C中结构的前向声明？

Question

#include <stdio.h>

struct context;

struct funcptrs{
  void (*func0)(context *ctx);
  void (*func1)(void);
};

struct context{
    funcptrs fps;
}; 

void func1 (void) { printf( "1\n" ); }
void func0 (context *ctx) { printf( "0\n" ); }

void getContext(context *con){
    con=?; // please fill this with a dummy example so that I can get this working. Thanks.
}

int main(int argc, char *argv[]){
 funcptrs funcs = { func0, func1 };
   context *c;
   getContext(c);
   c->fps.func0(c);
   getchar();
   return 0;
}

I am missing something here. Please help me fix this. Thanks.

Answer 1

A struct (without a typedef) often needs to (or should) be with the keyword struct when used.

struct A;                      // forward declaration
void function( struct A *a );  // using the 'incomplete' type only as pointer

If you typedef your struct you can leave out the struct keyword.

typedef struct A A;          // forward declaration *and* typedef
void function( A *a );

Note that it is legal to reuse the struct name

Try changing the forward declaration to this in your code:

typedef struct context context;

It might be more readable to do add a suffix to indicate struct name and type name:

typedef struct context_s context_t;

Answer 2

Try this

#include <stdio.h>

struct context;

struct funcptrs{
  void (*func0)(struct context *ctx);
  void (*func1)(void);
};

struct context{
    struct funcptrs fps;
}; 

void func1 (void) { printf( "1\n" ); }
void func0 (struct context *ctx) { printf( "0\n" ); }

void getContext(struct context *con){
    con->fps.func0 = func0;  
    con->fps.func1 = func1;  
}

int main(int argc, char *argv[]){
 struct context c;
   c.fps.func0 = func0;
   c.fps.func1 = func1;
   getContext(&c);
   c.fps.func0(&c);
   getchar();
   return 0;
}

Answer 3

#include <stdio.h>
struct b; // not needed because:
struct a {
    struct b * pb;  //this member definition also forward declares struct b
    int c;
};

typedef struct a a // needed for a but not struct a because:
struct b {
    struct a* pa;     //this member definition also forward declares struct a
    a * pa1;
    void * c;
};

int main() {
    printf("Hello, world!");
    return 0;
}

Basically, you never need to forward declare struct b on its own, because it always declares the partial type on the line itself when you use it to perform a pure declaration, so this is redundant code.
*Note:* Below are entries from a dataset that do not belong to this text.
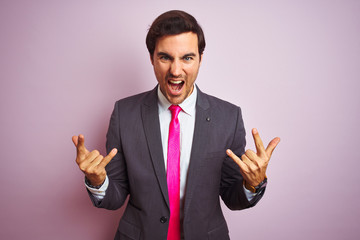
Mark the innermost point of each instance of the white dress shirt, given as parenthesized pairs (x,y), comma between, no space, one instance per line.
(187,124)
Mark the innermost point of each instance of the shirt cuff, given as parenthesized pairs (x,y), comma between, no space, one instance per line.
(99,194)
(249,195)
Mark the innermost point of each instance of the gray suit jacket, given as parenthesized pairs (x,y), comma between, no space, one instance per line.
(138,169)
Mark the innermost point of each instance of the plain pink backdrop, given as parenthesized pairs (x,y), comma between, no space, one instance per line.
(293,67)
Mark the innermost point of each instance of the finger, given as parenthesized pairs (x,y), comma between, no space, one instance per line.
(251,155)
(108,158)
(272,145)
(97,160)
(75,140)
(81,142)
(246,160)
(242,165)
(260,150)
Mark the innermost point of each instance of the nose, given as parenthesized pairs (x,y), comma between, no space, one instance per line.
(175,68)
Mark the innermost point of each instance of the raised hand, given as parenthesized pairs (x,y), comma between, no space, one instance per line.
(92,164)
(253,165)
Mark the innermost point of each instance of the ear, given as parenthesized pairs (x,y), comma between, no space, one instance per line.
(152,60)
(201,57)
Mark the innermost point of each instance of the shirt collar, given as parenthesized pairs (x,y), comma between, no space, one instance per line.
(187,106)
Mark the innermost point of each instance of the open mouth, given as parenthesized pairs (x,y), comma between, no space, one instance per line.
(175,85)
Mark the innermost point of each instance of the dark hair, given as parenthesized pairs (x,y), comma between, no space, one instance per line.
(172,23)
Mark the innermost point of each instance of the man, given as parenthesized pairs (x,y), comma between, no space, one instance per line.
(169,148)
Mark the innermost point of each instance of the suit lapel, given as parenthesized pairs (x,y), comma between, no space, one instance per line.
(150,118)
(201,132)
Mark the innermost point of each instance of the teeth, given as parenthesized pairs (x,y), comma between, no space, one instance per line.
(175,82)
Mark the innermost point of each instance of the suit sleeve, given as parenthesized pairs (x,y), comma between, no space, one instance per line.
(118,188)
(231,187)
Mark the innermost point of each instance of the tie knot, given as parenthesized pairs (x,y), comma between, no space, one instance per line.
(175,109)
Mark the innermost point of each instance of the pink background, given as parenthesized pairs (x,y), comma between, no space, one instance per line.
(293,67)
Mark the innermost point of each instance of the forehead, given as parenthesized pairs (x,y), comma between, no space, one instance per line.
(180,43)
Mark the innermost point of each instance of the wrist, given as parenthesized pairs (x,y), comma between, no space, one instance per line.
(256,189)
(96,186)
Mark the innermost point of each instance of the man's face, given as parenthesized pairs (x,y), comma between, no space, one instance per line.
(176,64)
The only benefit of this type of forward declaration is it can be used with a typedef. In C++, you don't need the typedef because struct and typedefs are in the same identifier namespace, so therefore struct b becomes useful because it now declares b , so you will see it in C++.

The whole point is if that type isn't completed before you use it to declare something that is actually a tentative definition and not a declaration (so struct ef at file / block scope without extern ) that isn't a pointer, or if you attempt to dereference the pointer if it is a pointer, then you will get an incomplete type error.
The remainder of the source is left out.